What Is a Wholesale Price Index (WPI)?
- A wholesale price index (WPI) is an index that measures and tracks the changes in the price of goods in the stages before the retail level. This refers to goods that are sold in bulk and traded between entities or businesses (instead of between consumers).
- Usually expressed as a ratio or percentage, the WPI shows the included goods’ average price change; it is often seen as one indicator of a country’s level of inflation.
- In India WPI is also known as the headline inflation rate .
Who publishes WPI in India and what does it show?
- The WPI is published by the Economic Adviser in the Ministry of Commerce and Industry.
- Analysts use the numbers to track the supply and demand dynamics in industry, manufacturing and construction.
- In India, Office of Economic Advisor (OEA), Department of Industrial Policy and Promotion, Ministry of Commerce and Industry calculates the WPI.

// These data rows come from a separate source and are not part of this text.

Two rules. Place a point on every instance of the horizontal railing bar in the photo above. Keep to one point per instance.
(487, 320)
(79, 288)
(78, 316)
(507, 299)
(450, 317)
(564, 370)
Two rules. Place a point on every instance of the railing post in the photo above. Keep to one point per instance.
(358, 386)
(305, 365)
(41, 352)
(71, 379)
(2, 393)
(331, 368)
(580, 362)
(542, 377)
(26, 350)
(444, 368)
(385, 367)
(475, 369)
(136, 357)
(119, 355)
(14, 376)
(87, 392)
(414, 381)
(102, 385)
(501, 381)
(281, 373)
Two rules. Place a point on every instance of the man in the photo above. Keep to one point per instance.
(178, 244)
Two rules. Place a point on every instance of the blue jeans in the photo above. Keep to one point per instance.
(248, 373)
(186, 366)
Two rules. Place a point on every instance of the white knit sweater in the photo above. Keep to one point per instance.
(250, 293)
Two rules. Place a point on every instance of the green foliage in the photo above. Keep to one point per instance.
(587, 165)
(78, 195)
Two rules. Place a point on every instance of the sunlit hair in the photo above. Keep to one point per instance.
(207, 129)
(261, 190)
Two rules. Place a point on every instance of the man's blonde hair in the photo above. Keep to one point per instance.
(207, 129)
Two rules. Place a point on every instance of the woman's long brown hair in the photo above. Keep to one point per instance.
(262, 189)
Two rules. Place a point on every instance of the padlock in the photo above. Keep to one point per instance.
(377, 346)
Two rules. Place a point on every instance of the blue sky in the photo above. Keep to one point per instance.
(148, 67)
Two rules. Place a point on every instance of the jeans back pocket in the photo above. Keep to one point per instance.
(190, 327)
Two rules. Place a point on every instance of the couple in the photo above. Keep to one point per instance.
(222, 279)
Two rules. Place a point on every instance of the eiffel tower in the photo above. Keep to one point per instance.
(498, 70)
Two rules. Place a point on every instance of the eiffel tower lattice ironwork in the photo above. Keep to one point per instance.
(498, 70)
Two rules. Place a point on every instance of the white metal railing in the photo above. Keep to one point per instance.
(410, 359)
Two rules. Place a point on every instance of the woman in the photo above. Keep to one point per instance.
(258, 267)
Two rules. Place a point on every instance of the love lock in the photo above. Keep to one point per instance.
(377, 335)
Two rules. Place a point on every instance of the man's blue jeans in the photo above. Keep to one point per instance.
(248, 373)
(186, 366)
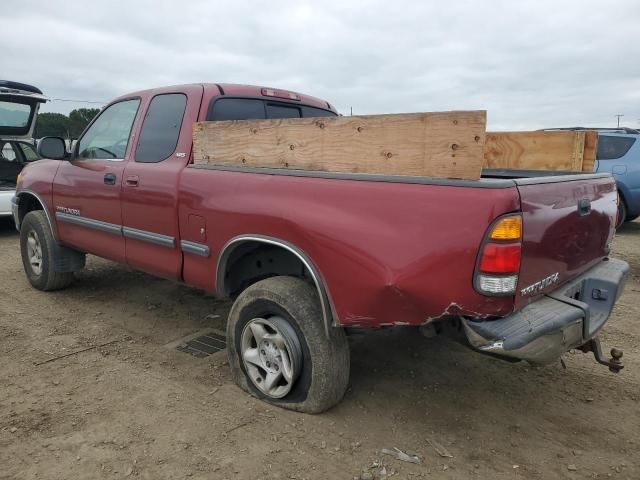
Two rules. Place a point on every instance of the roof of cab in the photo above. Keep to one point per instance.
(238, 90)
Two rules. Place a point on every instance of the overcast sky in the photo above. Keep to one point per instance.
(530, 64)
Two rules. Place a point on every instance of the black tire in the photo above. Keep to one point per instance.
(622, 213)
(35, 225)
(324, 373)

- An upward surge in the WPI indicates inflationary pressure in the economy and vice versa.
- The quantum of rise in the WPI month after-month is used to measure the level of wholesale inflation in the economy.

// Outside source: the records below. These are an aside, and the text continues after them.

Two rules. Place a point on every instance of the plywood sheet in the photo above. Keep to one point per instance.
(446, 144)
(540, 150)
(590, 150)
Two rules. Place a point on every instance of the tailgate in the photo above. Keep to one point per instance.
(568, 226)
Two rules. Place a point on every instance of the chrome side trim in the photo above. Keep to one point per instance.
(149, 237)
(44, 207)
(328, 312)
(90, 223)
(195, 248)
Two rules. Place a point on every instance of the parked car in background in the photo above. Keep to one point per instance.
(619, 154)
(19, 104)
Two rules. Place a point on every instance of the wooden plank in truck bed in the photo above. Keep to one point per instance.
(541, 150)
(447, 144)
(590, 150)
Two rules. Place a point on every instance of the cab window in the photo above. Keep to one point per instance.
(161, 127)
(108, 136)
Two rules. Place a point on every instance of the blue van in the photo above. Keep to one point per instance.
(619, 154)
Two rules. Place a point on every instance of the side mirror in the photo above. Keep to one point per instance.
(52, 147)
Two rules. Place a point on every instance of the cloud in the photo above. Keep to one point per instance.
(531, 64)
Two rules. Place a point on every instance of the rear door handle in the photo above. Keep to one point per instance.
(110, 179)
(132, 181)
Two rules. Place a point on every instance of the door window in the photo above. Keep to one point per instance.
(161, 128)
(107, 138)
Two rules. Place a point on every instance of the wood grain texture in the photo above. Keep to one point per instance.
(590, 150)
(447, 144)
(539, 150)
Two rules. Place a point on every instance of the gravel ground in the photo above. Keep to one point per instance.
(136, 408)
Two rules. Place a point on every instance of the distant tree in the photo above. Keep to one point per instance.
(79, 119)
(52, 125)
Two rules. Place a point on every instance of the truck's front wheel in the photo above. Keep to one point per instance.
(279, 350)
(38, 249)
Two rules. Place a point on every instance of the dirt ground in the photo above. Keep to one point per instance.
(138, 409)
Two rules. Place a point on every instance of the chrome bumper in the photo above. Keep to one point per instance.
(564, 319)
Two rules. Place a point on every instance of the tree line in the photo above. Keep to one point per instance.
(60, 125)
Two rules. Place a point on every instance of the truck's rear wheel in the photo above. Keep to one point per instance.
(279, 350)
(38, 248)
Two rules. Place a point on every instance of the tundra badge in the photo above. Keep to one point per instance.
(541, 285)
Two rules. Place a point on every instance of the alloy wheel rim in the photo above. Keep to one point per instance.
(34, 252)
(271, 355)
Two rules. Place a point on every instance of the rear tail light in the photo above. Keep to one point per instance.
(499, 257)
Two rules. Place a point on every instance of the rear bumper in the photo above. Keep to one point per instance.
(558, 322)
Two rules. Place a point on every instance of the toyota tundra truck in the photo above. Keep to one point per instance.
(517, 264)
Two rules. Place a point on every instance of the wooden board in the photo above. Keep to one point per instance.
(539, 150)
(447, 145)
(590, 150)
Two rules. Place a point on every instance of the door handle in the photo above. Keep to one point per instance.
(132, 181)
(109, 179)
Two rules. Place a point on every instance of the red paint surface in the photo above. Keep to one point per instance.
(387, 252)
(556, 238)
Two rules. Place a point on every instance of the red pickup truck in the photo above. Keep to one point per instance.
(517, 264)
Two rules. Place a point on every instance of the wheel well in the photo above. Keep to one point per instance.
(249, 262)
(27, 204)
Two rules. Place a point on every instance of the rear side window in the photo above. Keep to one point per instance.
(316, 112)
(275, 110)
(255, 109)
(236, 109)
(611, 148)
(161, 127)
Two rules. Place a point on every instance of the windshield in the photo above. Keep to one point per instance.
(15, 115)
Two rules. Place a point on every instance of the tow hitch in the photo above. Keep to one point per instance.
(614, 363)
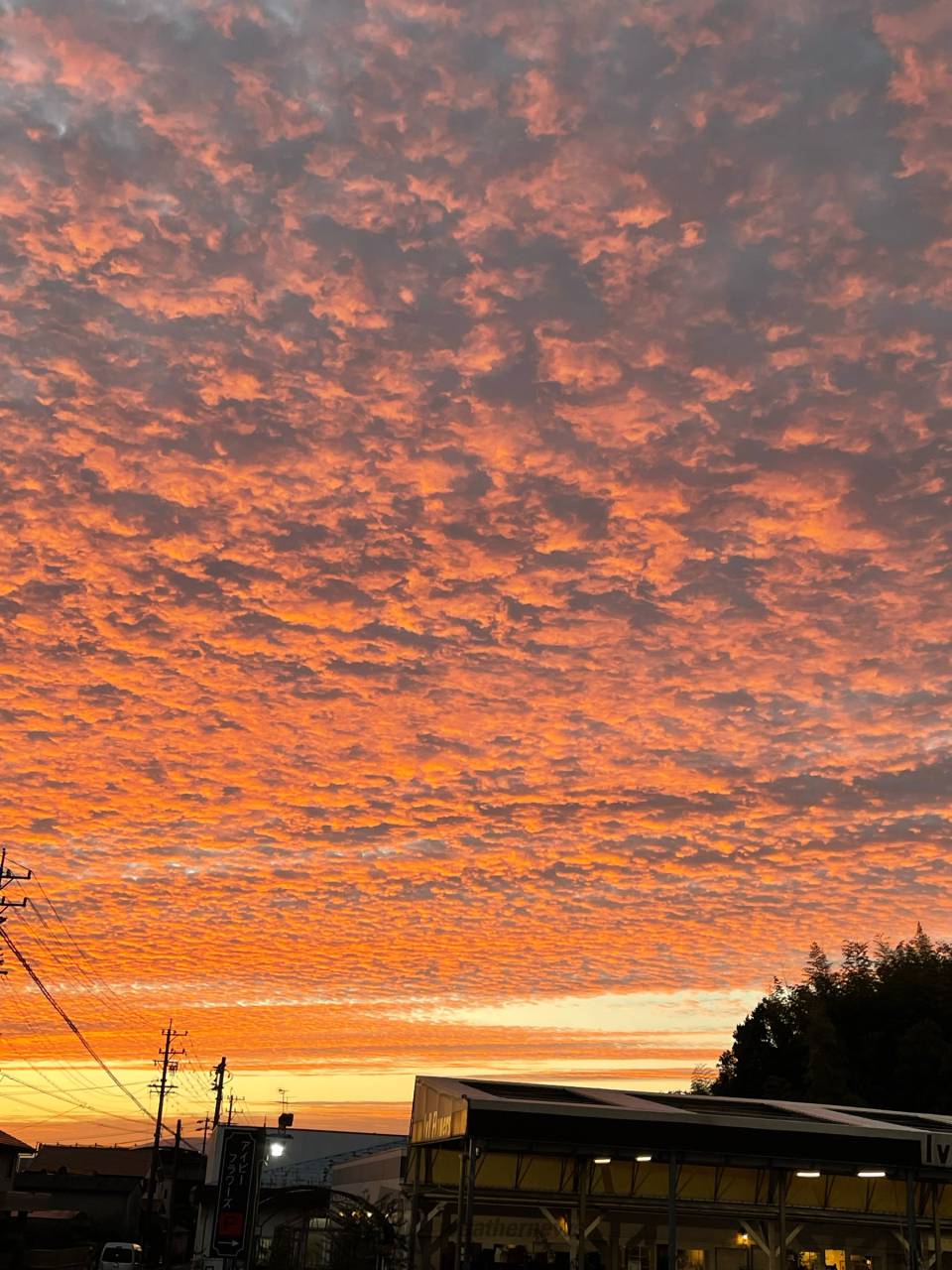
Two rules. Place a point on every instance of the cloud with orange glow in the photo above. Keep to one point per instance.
(475, 507)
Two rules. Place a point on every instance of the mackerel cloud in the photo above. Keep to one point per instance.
(475, 486)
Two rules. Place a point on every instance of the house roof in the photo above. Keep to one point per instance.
(10, 1143)
(90, 1161)
(581, 1118)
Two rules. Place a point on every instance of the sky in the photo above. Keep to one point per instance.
(475, 532)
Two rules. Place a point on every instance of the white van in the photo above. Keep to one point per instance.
(121, 1256)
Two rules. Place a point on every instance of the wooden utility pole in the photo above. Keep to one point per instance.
(218, 1086)
(171, 1066)
(171, 1215)
(7, 876)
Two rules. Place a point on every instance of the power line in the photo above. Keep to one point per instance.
(71, 1025)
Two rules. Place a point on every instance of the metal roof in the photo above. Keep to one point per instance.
(12, 1143)
(507, 1110)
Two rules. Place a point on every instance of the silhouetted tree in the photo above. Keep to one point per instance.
(874, 1032)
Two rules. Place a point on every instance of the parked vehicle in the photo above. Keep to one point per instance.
(121, 1256)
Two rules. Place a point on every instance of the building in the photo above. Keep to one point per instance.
(108, 1188)
(10, 1152)
(104, 1183)
(306, 1157)
(588, 1178)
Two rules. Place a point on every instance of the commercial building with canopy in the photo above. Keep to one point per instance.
(610, 1180)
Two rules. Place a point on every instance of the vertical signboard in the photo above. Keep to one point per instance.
(238, 1192)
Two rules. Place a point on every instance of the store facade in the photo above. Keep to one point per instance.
(610, 1180)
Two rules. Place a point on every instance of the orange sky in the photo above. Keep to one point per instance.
(475, 529)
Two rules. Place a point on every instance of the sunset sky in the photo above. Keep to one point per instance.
(476, 588)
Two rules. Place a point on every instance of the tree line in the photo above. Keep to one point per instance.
(875, 1030)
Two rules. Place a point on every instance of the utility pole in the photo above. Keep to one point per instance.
(171, 1066)
(171, 1215)
(204, 1124)
(218, 1086)
(7, 876)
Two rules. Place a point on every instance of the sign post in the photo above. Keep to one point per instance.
(236, 1203)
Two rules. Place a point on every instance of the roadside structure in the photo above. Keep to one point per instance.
(608, 1180)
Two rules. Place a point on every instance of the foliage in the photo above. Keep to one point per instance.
(875, 1032)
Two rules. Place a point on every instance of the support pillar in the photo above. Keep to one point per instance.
(470, 1199)
(414, 1223)
(673, 1173)
(584, 1166)
(615, 1252)
(936, 1225)
(460, 1206)
(782, 1215)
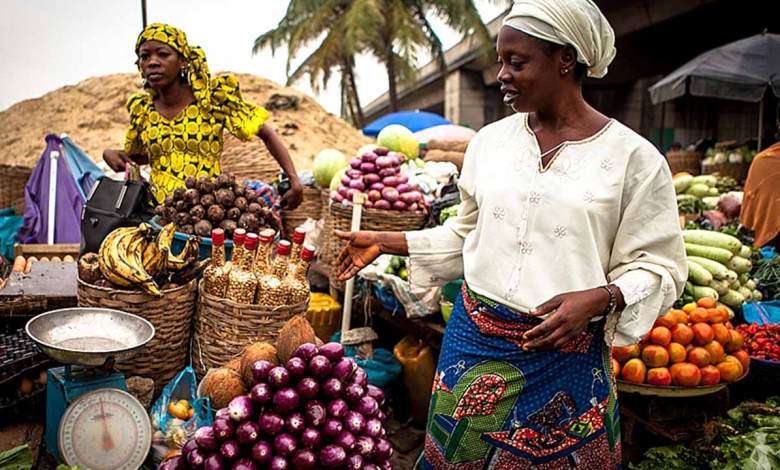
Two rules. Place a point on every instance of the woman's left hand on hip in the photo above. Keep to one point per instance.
(571, 313)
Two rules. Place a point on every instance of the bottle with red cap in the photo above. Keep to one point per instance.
(297, 282)
(241, 280)
(270, 290)
(215, 275)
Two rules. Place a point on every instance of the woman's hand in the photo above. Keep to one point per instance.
(572, 313)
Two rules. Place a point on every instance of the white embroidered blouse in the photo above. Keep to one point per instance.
(603, 211)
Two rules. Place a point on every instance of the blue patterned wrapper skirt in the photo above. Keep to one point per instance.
(496, 406)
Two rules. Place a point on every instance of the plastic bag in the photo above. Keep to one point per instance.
(171, 432)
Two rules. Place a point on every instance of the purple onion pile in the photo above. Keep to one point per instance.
(378, 174)
(316, 411)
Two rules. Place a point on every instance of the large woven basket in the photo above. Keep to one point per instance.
(224, 328)
(12, 181)
(684, 161)
(738, 171)
(167, 353)
(310, 208)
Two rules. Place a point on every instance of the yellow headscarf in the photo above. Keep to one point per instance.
(197, 68)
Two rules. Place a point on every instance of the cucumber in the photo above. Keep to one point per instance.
(715, 239)
(698, 274)
(717, 270)
(720, 255)
(733, 299)
(721, 287)
(740, 265)
(699, 292)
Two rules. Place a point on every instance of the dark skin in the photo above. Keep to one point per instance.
(541, 81)
(160, 66)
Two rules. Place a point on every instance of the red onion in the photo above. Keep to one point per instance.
(205, 438)
(295, 423)
(315, 413)
(285, 444)
(262, 452)
(296, 367)
(311, 438)
(229, 450)
(320, 367)
(278, 377)
(286, 400)
(223, 428)
(304, 459)
(240, 408)
(306, 351)
(261, 393)
(332, 456)
(271, 424)
(308, 388)
(354, 392)
(346, 440)
(337, 408)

What is the difference between WPI and CPI inflation?
- While WPI keeps track of the wholesale price of goods, the CPI measures the average price that households pay for a basket of different goods and services.
- Even as the WPI is used as a key measure of inflation in some economies, the RBI no longer uses it for policy purposes, including setting repo rates.
- The central bank currently uses CPI or retail inflation as a key measure of inflation to set the monetary and credit policy.
Base year of calculation
- With an aim to align the index with the base year of other important economic indicators
- such as GDP and IIP, the base year was updated to 2011-12 from 2004-05 for the new series of Wholesale Price Index (WPI), effective from April 2017.
Calculation of Wholesale Price Index?
- The monthly WPI number shows the average price changes of goods usually expressed in ratios or percentages.
- The index is based on the wholesale prices of a few relevant commodities available.
- The commodities are chosen based on their significance in the region. These represent different strata of the economy and are expected to provide a comprehensive WPI value.
- The advanced base year 2011-12 adopted recently uses 697 items.
Major components of WPI
- The index basket of the WPI covers commodities falling under the three major groups namely Primary Articles, Fuel and Power and Manufactured products
- The prices tracked are ex- factory price for manufactured products, mandi price for agricultural commodities and ex-mines prices for minerals.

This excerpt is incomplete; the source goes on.